Well, to be honest, I could probably live with being wrong about 1.  LinkedIn will never find out, so that’s OK.

But whilst I’ve been engaged in recruitment I have had to decide what it is I’m looking for in candidates.  So here it is… in descending order a data scientist will be:

Curious

The first, and most important trait is curiosity.  Insane curiosity.  In many walks of life evolution selects against the kind of person who decides to find out what happens “if I push that button”.  In Data Science it selects for it.

In my own analytical experience nothing has come close to the feeling when you discover something new (even if other people have already been there).  In 5th form working out how to prove what root -9 was.  At University… well too much to drink there, but at work discovering that we could push complex analytics onto an MPP system.  That complex things (cars) failed with the same distribution as simple things (their components).  That social networks could be used to predict some things, and that they couldn’t be used to predict others.

And that last one is important too: the joy of disproving something!

Analytical

I expect any data scientist to have a background in, and an understanding of, complex analytics.  I don’t mean reporting.  I’ve nothing against reporting, it’s important and someone has to do it.  But not a data scientist.  I’m after people who can build a model that predicts something, or who can cluster data, who know the tricks of creating a good dataset, and when a model result is too good.  And importantly people who can tell me if the result is statistically relevant or just one of those things.

When it comes to Big Data “those things” will come up more and more often as our data gets bigger.

Communicative

I have no use for people who are unable to communicate with non-specialists.  Its hard enough discussing these topics within the community – we need people who can explain to those outside the community.  The users of the services we will provide.
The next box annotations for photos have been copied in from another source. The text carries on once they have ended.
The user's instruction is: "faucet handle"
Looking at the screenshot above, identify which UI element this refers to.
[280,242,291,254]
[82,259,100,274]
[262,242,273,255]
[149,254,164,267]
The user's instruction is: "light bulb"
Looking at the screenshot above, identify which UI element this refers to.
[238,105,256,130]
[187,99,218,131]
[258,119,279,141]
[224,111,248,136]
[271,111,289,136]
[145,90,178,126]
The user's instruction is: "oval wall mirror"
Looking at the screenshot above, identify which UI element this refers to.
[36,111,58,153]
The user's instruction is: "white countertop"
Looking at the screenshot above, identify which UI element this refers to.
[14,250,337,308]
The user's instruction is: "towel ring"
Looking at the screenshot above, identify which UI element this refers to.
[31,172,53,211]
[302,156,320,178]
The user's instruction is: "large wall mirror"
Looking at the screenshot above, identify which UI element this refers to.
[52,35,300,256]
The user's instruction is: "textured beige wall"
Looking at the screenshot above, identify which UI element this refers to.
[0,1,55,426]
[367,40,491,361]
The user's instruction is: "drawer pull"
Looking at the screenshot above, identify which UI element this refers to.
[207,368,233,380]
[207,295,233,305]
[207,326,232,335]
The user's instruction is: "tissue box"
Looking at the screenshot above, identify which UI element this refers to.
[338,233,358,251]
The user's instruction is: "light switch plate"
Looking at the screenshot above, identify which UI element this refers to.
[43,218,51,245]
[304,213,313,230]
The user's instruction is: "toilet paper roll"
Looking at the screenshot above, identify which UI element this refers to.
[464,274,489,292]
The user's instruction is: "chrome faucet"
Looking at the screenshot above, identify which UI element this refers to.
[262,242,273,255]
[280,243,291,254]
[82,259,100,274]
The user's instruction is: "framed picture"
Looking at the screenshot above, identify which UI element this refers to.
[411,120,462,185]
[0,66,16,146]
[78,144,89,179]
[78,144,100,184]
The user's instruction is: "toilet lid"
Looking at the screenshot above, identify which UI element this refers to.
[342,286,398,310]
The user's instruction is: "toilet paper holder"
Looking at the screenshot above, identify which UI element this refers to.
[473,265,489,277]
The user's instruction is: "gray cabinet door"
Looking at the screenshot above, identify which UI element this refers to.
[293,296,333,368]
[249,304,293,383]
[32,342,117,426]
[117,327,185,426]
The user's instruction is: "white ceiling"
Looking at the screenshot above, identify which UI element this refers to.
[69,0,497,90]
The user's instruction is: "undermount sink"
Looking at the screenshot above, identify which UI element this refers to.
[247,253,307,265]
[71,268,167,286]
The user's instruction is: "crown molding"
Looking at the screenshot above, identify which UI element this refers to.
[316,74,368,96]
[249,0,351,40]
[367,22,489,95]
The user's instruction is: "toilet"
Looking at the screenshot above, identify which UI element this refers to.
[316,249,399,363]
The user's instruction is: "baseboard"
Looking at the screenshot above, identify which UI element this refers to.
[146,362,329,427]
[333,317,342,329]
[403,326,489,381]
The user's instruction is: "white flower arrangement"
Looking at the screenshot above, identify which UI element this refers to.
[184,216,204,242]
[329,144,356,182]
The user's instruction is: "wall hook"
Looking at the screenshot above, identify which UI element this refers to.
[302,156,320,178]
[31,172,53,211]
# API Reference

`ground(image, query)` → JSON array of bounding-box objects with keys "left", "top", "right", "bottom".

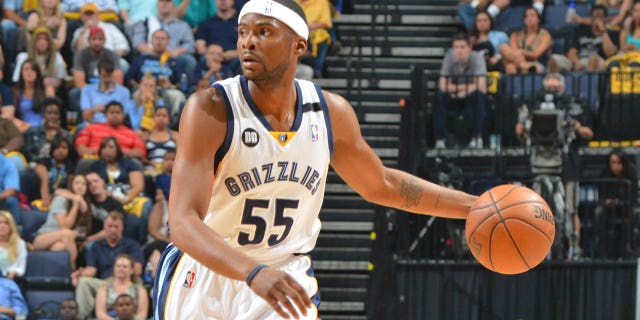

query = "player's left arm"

[{"left": 324, "top": 91, "right": 476, "bottom": 219}]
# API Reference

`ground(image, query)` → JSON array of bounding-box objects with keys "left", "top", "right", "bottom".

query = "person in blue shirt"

[
  {"left": 0, "top": 272, "right": 29, "bottom": 320},
  {"left": 80, "top": 58, "right": 131, "bottom": 123},
  {"left": 0, "top": 153, "right": 22, "bottom": 224}
]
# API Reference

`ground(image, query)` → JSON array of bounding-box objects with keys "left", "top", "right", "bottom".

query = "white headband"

[{"left": 238, "top": 0, "right": 309, "bottom": 39}]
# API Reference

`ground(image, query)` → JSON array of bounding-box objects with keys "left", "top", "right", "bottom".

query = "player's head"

[{"left": 237, "top": 0, "right": 309, "bottom": 81}]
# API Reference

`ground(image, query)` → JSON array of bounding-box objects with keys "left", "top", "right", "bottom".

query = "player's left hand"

[{"left": 251, "top": 268, "right": 312, "bottom": 319}]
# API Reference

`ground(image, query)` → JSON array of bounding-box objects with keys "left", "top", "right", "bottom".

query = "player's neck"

[{"left": 249, "top": 81, "right": 298, "bottom": 125}]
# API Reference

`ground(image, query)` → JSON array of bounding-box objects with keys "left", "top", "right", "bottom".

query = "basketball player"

[{"left": 154, "top": 0, "right": 476, "bottom": 319}]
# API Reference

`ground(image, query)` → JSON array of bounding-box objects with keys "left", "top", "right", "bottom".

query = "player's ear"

[{"left": 295, "top": 38, "right": 307, "bottom": 56}]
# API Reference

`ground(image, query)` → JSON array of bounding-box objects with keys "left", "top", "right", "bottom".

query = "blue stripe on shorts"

[{"left": 153, "top": 244, "right": 184, "bottom": 320}]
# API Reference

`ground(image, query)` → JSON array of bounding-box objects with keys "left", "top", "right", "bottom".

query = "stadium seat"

[
  {"left": 24, "top": 251, "right": 71, "bottom": 289},
  {"left": 495, "top": 6, "right": 526, "bottom": 32},
  {"left": 21, "top": 210, "right": 48, "bottom": 242},
  {"left": 25, "top": 290, "right": 75, "bottom": 320}
]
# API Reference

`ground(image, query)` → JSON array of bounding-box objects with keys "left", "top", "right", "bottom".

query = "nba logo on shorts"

[
  {"left": 311, "top": 123, "right": 320, "bottom": 142},
  {"left": 182, "top": 271, "right": 196, "bottom": 288}
]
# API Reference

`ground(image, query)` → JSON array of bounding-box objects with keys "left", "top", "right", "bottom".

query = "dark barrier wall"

[{"left": 396, "top": 260, "right": 636, "bottom": 320}]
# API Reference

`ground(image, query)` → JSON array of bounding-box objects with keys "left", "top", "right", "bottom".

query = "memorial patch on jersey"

[
  {"left": 242, "top": 128, "right": 260, "bottom": 148},
  {"left": 269, "top": 131, "right": 296, "bottom": 147},
  {"left": 311, "top": 123, "right": 320, "bottom": 142},
  {"left": 182, "top": 271, "right": 196, "bottom": 288}
]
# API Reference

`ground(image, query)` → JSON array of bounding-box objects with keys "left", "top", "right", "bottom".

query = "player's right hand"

[{"left": 251, "top": 268, "right": 312, "bottom": 319}]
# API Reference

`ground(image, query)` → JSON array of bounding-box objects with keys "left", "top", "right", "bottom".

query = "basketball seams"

[
  {"left": 466, "top": 185, "right": 554, "bottom": 274},
  {"left": 489, "top": 186, "right": 531, "bottom": 270}
]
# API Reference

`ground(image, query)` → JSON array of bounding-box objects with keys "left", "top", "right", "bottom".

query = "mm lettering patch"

[
  {"left": 242, "top": 128, "right": 260, "bottom": 148},
  {"left": 182, "top": 271, "right": 196, "bottom": 288}
]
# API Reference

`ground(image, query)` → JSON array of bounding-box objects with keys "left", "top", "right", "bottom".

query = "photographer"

[{"left": 515, "top": 73, "right": 593, "bottom": 259}]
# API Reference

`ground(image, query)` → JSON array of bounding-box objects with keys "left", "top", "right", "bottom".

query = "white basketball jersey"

[{"left": 204, "top": 76, "right": 333, "bottom": 264}]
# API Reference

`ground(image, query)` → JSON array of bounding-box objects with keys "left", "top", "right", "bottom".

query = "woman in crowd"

[
  {"left": 33, "top": 175, "right": 91, "bottom": 270},
  {"left": 91, "top": 137, "right": 153, "bottom": 242},
  {"left": 620, "top": 2, "right": 640, "bottom": 53},
  {"left": 96, "top": 254, "right": 149, "bottom": 320},
  {"left": 22, "top": 97, "right": 71, "bottom": 164},
  {"left": 500, "top": 7, "right": 553, "bottom": 73},
  {"left": 0, "top": 210, "right": 27, "bottom": 279},
  {"left": 143, "top": 104, "right": 178, "bottom": 172},
  {"left": 2, "top": 59, "right": 46, "bottom": 133},
  {"left": 593, "top": 148, "right": 637, "bottom": 258},
  {"left": 12, "top": 27, "right": 67, "bottom": 97},
  {"left": 471, "top": 11, "right": 509, "bottom": 71},
  {"left": 27, "top": 0, "right": 67, "bottom": 50}
]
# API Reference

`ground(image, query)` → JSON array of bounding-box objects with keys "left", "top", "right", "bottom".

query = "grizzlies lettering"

[{"left": 224, "top": 161, "right": 322, "bottom": 197}]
Of course communication is two way, and the data scientist needs to listen too.

Novel

The data scientist needs to provide additional value above and beyond what’s happening already.  You can provide a fantastic new way of predicting churn that will only cost $1 million and uses data sources that are already in use?  And it doesn’t outperform the existing methods.  Hmmm.

Novelty, either in ways of thinking, or in terms of the data and approaches to be used, is vital.

Business focused

Obviously by business I mean “focused on the overall objectives of the organisation you’re working with or in”, but that’s a bit long winded.  Again data scientists need to get their heads out of the algorithms and into the business problems.  I you can tell me the correct parameterisation for a novel take on SVM, but can’t tell me the top three issues for a business (and how big data can help fix them), then you aren’t a data scientist, you’re an academic.

A coder

Last and least.  Yes, it would be nice if you can code Hadoop.  Or C#.  Or R.  But this is a passing phase brought on by a lack of good interfaces, it’s not a permanent state of affairs.  So, if you have this skill, good for you.  Bt if you only have this skill it’s time to get out into the world.